I came home with a bundle of copies, showing the same next of kin and birth details as the birth certificate. I now had all the information I needed to link the service record to the birth certificate and to the record on the CWGC’s web site. I sent them all my evidence, but they said that E C R Christmas couldn’t be the Edwin Vincent Russell Christmas because of the amendment in column 10 of his birth certificate. Fortunately, I managed to convince them with the logic that the name in column 10 was more likely to be the one used than the name in column 2. I had the satisfaction of hearing from them that they were to add his age and parents details to his record on the next update. His record now shows that he is no longer an ‘orphan’ with no age.

Some months later in the late spring of 2005, we planned one of our holidays so that we could visit Thiepval Memorial. I wanted to see my great uncle’s name on the monument. By that time I had also been in touch with my grandfather’s regimental museum. He served in the Yorkshires, which is now part of the Green Howards. I wanted to know what my grandfather’s regiment would have been doing so that he was wounded on the same day as his brother was killed. The curator there was also very helpful and they sent me a copy of the regimental war diary. Some of these are now available on the National Archives website.

As we drove south down the autoroute to our first stopping place at Albert, I took a moment to read the war diary for the dates when my grandfather was arriving in France to see that his first billet was also at Albert! Perhaps I should not have been surprised, because it’s a logical place to be as a centre of activity, but yet there was something resonant about it.

Our first attempt to visit the monument on a rainy Saturday was thwarted by the cleaning which was going on in preparation of the 90th anniversary in July 2006, so we went back on the Sunday morning.
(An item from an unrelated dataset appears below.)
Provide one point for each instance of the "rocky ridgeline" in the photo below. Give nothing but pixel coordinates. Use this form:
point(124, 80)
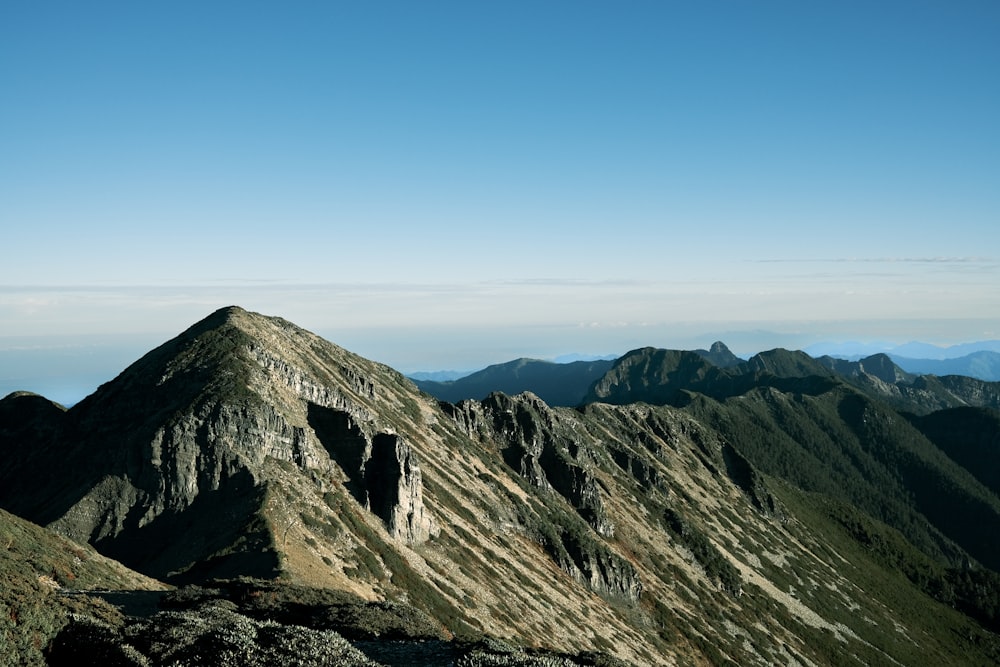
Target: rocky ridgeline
point(698, 510)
The weather had cleared unexpectedly, and the sky was clear and blue.

I noticed as I walked towards that great monument, that the time was just coming up to 11 am, there seemed no more appropriate time of day when I could have visited. I found his name engraved on the wall and gazed at the other thousands of names there too, each one representing a life lost, without even a body to be buried.

In February 2005 I found that I might have circumvented some of that effort. A very kind Genes Reunited member visited the graveyard of Portchester to look up some members of my Russell family for me. I’d also mentioned the CHRISTMAS connection in passing. Not only did she find the graves of Cecil’s parents (my great grandparents) she also found his name on a plaque on the wall of the church and this inscription on his parents’ gravestone –

EDWIN C.R. CHRISTMAS (CECIL) 2ND LIEUT KINGS ROYAL RIFLES

SON OF MARGARET & EDWIN
DIED OF WOUNDS RECEIVED FRANCE OCTOBER 8TH 1916 AGE 30 YRS.

I’ve now been to see it for myself. I’m glad that I didn’t short-circuit the process though. The whole experience has been so interesting, and I would have missed all the thrill of the chase, as well as the fascinating experience at Kew. Perhaps I should go back there again, now that I know that you’re allowed to take your own digital photos of the service records instead of being limited to a small number of photocopies.